Ocropus vs Tesseract

Recently I have had to extract text from pdf files. Most of these pdfs were scans and have not so good quality, therefore I have decided to use OCR (Optical character recognition) software. First, I used ImageMagick (see 1) to convert pdfs to images and then I used Ocropus 3.1. as a OCR (see 2). When Ocropus failed to provide me results — I got almost empty html files with just few cryptic sentences — I changed  to Tesseract 2.0 (see 3).

Tessearct 2.0 provides very good results for text, even if quality of tiff files is low.

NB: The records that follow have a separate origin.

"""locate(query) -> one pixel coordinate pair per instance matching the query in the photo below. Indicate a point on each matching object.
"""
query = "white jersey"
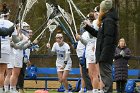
(81, 47)
(61, 52)
(5, 40)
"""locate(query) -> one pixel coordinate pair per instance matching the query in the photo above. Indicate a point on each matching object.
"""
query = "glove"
(11, 30)
(65, 62)
(122, 53)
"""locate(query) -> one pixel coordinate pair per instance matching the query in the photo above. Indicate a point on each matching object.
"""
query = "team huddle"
(97, 42)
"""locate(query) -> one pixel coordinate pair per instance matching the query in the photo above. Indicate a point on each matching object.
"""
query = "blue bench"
(134, 73)
(49, 72)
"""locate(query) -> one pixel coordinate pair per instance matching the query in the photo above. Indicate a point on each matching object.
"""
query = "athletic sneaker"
(21, 91)
(101, 91)
(67, 91)
(7, 91)
(81, 91)
(89, 91)
(14, 91)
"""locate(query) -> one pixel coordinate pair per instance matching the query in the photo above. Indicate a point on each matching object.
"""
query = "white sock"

Now I plan now to take a look on Tesseract 3 alfa version.

1. Transform pdf to images (after superuser.com)

convert  file_name.pdf  file_name.png

This command will generate a png file for every page from the pdf file. However this command produces images with very low quality. Therefore — following this discussion on stackoverflow.com — I have used Ghostscript for this purpose:

gs \
-sDEVICE=jpeg \
-o output/page_%03d.jpeg \
-r600 \
-dJPEGQ=95 \

This command creates images with very high quality.

2. Next, I have tried to use Ocropus — installed from a xubuntu package repository — to convert pdf to html.

ocroscript recognize file_name-0.png > file_name.html

Unfortunately for most of pdfs, I got a blank html page with some cryptic charts. According to this post Ocropus is less stable then Tesseract — which is used internally by Ocropus —  alone.

3. Turn for Tesseract 2 (a stable version 2 can be found in xubuntu package repository).

First we need to generate tif files instead of jpeg. We can use for this purpose GhostScript:

gs \
-sDEVICE=tiffg4 \
-o output_dir/page_%03d.tif \
-r600 \
-dJPEGQ=95 \

Now we can run Tesseract:

tesseract page001.tif page001

Finally I can see some results. Unfortunately Tesseract fails to extract tables and has problems with text in the tables.